Как хорошо, когда светит солнце
Когда Игорь Борисович покупал мясо, ему хотелось узнать не только сколько оно стоит, а и как звали корову, где она жила, была ли счастлива...
Я был свидетелем, когда он хотел дать пощечину одному негодяю, поднял руку и сокрушенно проговорил:
- Ведь вам же будет больно!
На негодяя это произвело необычное впечатление, словно ему дали две пощечины. Он удивленно заморгал глазами, потрогал свою щеку и сказал, задумавшись:
- Возможно, я был не прав...
Он ушел, ссутулившись, и с тех пор до меня доходили слухи, будто он перестал платить жене алименты, брал их себе, а все остальное отдавал в бывшую семью. Еще говорили, что он уехал куда-то с археологической экспедицией и пытался найти в раскопках что-то сокровенное и давно утраченное.
С Игорем Борисовичем я познакомился в нотариальной конторе в очереди. Я пришел туда заверить копию диплома. Она мне последнее время очень была нужна, потому что не только другие, но и я не верил уже, что когда-то кончил высшее учебное заведение.
А Игорь Борисович принес туда завещание. Он завещал своим детям и будущим внукам жить честно и теперь хотел, чтобы это официально заверили.
Сидящая рядом с нами женщина взялась было объяснять Игорю Борисовичу, что он завещание составил неправильно, потому что слово "завещание" производное от двух слов "за вещами". А сосед справа стал показывать, что это не так, что состоит оно из двух слов, только из других: "зав" и "еще".
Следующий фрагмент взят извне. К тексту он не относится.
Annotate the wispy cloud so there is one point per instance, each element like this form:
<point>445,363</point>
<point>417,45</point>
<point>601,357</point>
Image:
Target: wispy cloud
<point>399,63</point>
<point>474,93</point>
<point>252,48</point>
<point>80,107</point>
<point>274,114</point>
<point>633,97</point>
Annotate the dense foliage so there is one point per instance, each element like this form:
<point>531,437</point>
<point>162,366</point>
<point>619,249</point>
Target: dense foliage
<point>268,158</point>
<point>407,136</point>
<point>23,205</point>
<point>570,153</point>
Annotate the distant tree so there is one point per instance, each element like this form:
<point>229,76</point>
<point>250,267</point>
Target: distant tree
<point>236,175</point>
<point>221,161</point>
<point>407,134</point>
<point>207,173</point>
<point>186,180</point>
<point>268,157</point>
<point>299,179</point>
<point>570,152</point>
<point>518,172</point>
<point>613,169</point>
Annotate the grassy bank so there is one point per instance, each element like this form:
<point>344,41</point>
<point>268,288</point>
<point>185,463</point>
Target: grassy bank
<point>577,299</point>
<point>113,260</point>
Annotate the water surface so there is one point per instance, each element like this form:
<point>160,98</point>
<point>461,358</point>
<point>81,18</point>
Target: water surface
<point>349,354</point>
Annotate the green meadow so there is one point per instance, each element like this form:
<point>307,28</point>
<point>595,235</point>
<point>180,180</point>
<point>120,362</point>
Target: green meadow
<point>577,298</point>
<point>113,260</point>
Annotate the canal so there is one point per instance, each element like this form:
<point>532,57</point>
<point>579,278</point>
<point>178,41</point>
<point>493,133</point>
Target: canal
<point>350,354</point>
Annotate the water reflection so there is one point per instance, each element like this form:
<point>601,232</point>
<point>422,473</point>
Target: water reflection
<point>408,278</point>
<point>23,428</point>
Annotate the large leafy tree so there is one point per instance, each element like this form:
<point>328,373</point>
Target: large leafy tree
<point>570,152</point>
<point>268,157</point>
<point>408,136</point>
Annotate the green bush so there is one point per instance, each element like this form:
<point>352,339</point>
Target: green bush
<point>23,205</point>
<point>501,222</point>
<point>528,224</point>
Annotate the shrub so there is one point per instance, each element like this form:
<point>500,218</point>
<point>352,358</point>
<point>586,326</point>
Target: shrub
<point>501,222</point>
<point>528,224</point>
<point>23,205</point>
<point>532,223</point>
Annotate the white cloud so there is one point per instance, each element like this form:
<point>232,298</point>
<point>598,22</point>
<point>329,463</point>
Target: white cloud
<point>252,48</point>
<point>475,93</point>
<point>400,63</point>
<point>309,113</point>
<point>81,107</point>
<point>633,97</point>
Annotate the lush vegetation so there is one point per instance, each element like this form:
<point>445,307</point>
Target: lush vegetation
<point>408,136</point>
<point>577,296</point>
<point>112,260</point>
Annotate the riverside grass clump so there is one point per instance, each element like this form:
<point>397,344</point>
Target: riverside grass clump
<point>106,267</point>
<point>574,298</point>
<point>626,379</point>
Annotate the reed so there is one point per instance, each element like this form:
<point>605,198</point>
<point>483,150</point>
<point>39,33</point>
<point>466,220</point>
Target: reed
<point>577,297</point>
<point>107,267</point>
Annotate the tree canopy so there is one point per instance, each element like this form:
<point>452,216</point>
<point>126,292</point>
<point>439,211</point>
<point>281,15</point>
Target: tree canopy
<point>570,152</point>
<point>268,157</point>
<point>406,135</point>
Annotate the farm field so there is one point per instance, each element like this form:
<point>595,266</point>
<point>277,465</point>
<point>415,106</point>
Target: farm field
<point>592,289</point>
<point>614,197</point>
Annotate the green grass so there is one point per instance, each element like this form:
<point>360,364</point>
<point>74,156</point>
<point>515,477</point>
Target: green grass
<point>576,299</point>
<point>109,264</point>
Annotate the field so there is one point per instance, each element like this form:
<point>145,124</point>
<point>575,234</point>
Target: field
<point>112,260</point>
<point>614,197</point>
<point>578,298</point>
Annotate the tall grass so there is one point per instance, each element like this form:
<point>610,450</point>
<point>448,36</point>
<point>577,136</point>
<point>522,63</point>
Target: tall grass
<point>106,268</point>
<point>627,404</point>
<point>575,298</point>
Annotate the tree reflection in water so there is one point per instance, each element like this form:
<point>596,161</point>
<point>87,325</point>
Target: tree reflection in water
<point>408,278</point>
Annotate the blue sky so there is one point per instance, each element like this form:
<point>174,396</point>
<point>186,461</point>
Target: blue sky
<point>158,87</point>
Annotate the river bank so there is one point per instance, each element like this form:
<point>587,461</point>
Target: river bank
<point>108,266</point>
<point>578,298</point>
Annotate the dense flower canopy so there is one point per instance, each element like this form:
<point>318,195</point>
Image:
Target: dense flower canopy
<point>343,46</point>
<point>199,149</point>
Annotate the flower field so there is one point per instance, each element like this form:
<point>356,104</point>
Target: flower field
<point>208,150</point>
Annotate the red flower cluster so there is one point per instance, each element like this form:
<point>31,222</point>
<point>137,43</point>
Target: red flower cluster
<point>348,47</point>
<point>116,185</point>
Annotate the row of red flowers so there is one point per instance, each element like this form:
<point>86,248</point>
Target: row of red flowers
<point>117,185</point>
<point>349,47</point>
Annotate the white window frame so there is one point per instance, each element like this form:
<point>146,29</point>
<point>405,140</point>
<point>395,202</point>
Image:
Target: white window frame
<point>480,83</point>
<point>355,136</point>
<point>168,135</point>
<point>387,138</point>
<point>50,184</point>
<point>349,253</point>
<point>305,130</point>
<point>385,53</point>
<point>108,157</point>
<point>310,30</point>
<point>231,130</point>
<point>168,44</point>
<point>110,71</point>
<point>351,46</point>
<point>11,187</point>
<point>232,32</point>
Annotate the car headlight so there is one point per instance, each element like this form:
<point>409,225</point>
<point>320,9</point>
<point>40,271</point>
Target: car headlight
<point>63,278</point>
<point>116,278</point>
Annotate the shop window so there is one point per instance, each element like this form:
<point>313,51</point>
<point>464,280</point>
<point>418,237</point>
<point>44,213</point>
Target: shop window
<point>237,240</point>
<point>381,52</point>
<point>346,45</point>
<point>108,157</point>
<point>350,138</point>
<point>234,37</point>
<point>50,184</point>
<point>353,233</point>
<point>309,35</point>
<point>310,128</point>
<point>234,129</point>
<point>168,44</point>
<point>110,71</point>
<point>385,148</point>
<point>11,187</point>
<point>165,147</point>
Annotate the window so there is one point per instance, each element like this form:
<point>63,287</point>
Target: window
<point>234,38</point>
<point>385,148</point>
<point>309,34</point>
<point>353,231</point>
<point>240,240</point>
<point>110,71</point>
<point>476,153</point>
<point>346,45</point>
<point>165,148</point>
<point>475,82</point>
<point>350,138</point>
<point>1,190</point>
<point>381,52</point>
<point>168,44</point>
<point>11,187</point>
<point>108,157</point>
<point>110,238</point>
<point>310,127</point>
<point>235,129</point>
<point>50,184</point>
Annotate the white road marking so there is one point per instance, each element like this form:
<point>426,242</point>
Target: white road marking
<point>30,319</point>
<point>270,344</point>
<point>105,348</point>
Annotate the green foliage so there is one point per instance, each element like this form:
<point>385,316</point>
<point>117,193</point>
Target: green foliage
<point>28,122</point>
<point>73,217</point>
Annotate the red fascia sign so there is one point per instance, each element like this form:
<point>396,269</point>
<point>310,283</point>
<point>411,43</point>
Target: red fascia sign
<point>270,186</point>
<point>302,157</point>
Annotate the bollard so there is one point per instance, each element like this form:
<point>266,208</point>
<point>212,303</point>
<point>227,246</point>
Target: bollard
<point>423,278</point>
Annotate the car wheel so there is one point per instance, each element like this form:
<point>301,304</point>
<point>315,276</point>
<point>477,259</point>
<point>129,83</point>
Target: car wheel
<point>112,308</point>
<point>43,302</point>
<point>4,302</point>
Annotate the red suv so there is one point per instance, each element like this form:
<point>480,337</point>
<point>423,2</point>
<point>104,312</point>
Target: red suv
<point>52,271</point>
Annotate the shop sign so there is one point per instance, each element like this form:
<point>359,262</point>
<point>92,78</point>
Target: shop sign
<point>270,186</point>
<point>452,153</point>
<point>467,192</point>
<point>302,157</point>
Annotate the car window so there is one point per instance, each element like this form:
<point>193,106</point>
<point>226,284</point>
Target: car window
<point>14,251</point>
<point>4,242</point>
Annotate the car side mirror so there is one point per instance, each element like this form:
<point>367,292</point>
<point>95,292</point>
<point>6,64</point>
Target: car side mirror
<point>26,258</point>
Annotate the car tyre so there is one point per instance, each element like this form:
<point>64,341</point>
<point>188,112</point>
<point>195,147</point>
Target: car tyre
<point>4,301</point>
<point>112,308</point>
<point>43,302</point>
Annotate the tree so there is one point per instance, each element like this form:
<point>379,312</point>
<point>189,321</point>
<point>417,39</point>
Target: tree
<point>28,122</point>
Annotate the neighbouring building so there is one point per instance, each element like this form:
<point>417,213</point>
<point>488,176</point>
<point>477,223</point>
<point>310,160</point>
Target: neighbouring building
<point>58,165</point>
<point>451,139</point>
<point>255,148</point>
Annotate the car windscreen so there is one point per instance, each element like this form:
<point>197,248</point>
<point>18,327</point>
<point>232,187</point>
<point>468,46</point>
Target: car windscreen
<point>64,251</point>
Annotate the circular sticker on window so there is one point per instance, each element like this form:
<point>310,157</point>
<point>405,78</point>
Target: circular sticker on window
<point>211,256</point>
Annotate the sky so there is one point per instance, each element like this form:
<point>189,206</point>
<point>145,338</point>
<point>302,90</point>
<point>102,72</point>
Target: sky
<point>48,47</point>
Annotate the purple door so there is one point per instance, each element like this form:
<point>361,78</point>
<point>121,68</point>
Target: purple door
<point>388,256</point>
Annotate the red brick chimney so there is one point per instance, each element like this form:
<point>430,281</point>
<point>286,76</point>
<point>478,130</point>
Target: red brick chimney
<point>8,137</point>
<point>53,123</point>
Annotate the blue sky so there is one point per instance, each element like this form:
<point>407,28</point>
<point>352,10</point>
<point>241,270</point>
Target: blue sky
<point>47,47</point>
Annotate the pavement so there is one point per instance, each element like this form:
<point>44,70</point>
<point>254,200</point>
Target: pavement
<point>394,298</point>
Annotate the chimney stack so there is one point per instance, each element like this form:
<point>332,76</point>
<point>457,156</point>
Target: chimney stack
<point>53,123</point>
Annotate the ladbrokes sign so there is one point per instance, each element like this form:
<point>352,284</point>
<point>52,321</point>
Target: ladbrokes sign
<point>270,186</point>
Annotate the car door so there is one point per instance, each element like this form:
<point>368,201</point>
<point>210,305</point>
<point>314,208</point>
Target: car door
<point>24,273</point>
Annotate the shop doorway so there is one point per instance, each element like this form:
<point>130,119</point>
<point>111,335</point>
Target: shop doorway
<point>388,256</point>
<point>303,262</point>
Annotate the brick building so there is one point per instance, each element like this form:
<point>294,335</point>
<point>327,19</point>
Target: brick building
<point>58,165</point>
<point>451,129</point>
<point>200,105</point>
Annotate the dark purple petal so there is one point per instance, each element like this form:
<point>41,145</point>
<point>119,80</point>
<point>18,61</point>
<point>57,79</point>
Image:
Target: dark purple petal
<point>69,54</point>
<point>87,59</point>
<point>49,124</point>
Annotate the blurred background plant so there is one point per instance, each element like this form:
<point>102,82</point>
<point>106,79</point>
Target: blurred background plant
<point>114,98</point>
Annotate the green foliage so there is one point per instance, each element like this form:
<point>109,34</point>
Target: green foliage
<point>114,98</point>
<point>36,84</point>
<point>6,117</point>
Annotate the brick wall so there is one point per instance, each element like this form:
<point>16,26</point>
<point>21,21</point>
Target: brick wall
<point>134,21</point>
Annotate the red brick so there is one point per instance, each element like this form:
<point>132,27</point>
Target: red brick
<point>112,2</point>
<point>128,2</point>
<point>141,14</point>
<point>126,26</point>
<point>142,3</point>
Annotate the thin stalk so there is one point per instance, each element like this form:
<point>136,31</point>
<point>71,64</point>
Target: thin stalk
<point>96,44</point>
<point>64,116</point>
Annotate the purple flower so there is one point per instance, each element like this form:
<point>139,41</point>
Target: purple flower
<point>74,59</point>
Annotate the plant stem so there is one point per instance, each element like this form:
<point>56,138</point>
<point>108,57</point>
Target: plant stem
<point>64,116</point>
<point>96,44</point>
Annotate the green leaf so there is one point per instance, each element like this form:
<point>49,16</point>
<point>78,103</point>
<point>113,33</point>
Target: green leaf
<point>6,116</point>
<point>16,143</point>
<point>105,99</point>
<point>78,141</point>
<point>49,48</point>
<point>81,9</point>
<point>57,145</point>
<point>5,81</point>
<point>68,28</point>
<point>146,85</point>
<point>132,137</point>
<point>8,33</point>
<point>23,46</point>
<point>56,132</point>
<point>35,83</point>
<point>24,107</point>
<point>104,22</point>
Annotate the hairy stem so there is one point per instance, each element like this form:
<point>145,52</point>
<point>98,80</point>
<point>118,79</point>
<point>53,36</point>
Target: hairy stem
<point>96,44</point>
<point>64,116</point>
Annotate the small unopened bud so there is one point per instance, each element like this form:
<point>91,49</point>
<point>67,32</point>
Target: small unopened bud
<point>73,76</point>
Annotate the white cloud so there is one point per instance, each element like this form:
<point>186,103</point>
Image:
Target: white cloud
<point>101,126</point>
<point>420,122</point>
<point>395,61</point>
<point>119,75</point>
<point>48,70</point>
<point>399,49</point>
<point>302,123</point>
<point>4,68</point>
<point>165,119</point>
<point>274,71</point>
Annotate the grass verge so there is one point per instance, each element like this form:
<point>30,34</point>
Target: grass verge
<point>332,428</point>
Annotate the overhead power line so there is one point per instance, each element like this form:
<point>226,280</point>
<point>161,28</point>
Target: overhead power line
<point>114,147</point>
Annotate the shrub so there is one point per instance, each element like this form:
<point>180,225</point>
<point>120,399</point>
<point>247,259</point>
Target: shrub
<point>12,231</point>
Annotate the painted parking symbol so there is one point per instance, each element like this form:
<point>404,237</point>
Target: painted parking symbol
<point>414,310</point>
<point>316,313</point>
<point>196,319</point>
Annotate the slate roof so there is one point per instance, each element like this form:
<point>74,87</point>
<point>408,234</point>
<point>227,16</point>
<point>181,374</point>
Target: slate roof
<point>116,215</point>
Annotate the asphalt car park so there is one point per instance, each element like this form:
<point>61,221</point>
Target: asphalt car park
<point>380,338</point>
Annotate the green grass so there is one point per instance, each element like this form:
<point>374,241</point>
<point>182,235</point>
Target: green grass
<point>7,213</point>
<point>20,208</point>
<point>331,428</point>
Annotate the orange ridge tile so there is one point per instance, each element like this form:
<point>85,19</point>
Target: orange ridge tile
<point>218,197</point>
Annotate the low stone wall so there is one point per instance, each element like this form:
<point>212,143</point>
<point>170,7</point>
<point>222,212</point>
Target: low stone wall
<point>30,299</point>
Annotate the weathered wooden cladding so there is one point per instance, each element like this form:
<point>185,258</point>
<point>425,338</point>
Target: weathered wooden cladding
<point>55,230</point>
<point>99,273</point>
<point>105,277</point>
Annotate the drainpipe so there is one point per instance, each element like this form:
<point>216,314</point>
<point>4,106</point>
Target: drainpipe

Я на всякий случай помалкивал и по старой школьной привычке хмурился, изображая умный вид. Я вообще чувствовал себя тогда в жизни не твердо: то, что я умел, никому было не нужно, а то, что от меня было нужно - это не опаздывать на работу и с работы - домой. И с каждым днем и годом во мне все больше и больше крепла детская тоска по старшему другу, который взял бы меня за руку и повел по дороге жизни вперед, а я заглядывал бы снизу вверх и преданно спрашивал: "А это что?", "А как называется?", "А мне можно?.." Меня тянуло к людям необычным и загадочным; так, два года назад я подружился с человеком, который в магазинах покупал самые плохие вещи, чтобы другим остались получше. Потом в стоматологической поликлинике я познакомился с человеком, пришедшим вырвать сразу все зубы, чтобы после не тратить зря время, а целиком посвятить свою жизнь искусству эстрадного конферанса. Он предлагал и мне тоже, говорил убедительно, с выкладками, статистическими данными; и я чуть не согласился, да вовремя вспомнил, что у меня почти все зубы вставные.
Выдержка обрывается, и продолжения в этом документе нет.